Link to Pubmed [PMID] – 29109477
Link to DOI – 10.1038/s41564-017-0054-x
Nat Microbiol 2018 Jan; 3(1): 17-25
The causative agent of malaria, Plasmodium, replicates inside a membrane-bound parasitophorous vacuole (PV), which shields this intracellular parasite from the cytosol of the host cell 1 . One common threat for intracellular pathogens is the homeostatic process of autophagy, through which cells capture unwanted intracellular material for lysosomal degradation 2 . During the liver stage of a malaria infection, Plasmodium parasites are targeted by the autophagy machinery of the host cell, and the PV membrane (PVM) becomes decorated with several autophagy markers, including LC3 (microtubule-associated protein 1 light chain 3) 3,4 . Here we show that Plasmodium berghei parasites infecting hepatic cells rely on the PVM transmembrane protein UIS3 to avoid elimination by host-cell-mediated autophagy.

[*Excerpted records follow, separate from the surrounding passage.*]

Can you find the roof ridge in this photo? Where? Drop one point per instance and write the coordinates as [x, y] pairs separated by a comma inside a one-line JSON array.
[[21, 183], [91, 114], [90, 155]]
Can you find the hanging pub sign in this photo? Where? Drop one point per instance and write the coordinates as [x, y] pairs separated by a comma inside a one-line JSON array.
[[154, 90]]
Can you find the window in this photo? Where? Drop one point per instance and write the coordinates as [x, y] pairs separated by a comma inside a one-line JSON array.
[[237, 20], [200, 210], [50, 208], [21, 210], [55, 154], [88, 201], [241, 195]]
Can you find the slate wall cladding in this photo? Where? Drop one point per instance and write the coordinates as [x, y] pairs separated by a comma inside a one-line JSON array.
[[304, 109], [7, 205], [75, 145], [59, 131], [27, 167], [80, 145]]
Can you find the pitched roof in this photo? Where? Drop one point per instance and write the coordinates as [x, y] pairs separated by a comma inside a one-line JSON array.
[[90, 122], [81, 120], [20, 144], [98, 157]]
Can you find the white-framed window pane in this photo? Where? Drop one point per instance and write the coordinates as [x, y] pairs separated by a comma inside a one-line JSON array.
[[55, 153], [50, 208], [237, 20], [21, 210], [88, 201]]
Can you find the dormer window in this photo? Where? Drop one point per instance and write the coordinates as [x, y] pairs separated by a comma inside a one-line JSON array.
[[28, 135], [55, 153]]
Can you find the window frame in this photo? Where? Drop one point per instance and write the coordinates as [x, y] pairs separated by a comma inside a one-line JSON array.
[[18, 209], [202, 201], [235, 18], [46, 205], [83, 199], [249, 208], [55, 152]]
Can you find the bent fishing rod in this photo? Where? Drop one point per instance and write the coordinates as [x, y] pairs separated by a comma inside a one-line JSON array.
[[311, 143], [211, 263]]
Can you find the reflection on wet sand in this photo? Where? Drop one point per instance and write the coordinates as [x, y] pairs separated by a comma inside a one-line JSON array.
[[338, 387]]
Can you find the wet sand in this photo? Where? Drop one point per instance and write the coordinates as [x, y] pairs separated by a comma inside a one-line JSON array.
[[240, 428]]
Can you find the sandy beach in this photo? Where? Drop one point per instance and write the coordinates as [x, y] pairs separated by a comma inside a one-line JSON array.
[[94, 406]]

We found that UIS3 binds host LC3 through a non-canonical interaction with a specialized surface on LC3 where host proteins with essential functions during autophagy also bind. UIS3 acts as a bona fide autophagy inhibitor by competing with host LC3-interacting proteins for LC3 binding. Our work identifies UIS3, one of the most promising candidates for a genetically attenuated vaccine against malaria 5 , as a unique and potent mediator of autophagy evasion in Plasmodium. We propose that the protein-protein interaction between UIS3 and host LC3 represents a target for antimalarial drug development.